Usuários da principal rede social de fotos e vídeos estão começando a notar uma mudança significativa na forma como interagem com o conteúdo. A novidade afeta diretamente a fluidez com que as pessoas consomem postagens e stories, já que agora há inserções publicitárias que não podem ser ignoradas.

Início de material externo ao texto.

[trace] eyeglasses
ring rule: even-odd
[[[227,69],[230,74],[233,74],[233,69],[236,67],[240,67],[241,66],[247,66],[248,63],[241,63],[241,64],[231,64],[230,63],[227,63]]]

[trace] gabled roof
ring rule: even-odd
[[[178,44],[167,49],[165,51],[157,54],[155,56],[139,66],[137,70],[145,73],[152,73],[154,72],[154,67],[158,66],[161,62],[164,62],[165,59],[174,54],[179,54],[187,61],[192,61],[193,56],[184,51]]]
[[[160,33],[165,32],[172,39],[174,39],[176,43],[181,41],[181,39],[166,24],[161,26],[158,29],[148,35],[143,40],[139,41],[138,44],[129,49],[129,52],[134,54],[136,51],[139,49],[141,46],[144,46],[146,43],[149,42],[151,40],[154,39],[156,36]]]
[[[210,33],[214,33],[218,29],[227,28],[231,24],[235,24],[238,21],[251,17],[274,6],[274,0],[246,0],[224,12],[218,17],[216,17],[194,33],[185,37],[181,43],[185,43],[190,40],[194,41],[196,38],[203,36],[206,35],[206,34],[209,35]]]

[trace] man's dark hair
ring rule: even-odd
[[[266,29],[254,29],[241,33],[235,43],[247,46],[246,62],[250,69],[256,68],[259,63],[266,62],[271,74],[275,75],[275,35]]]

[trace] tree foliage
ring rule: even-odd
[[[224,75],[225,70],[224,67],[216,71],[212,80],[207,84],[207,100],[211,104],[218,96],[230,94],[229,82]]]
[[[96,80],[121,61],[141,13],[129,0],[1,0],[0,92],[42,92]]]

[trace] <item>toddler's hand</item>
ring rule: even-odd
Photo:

Essa nova abordagem interrompe a navegação e obriga o espectador a permanecer diante da propaganda por um período fixo antes de seguir adiante.
A medida tem provocado reações diversas entre os usuários, principalmente aqueles que valorizam a liberdade de explorar o aplicativo sem interrupções. Muitos afirmam que a experiência tem perdido dinamismo e espontaneidade, já que os momentos de pausa passam a ser controlados por interesses comerciais. O uso frequente do aplicativo, em vez de se tornar mais envolvente, tem gerado frustração justamente pela obrigatoriedade de assistir a materiais que não despertam interesse pessoal.
Esse novo formato representa um desafio para quem utiliza a plataforma para relaxar ou se informar. A imposição de interrupções pode modificar a relação entre os criadores de conteúdo e seus seguidores, que deixam de ter controle sobre o que veem e por quanto tempo. O consumo natural e fluido dá lugar a uma dinâmica imposta, que transforma o tempo online em algo mais próximo de uma transmissão tradicional, como a televisão.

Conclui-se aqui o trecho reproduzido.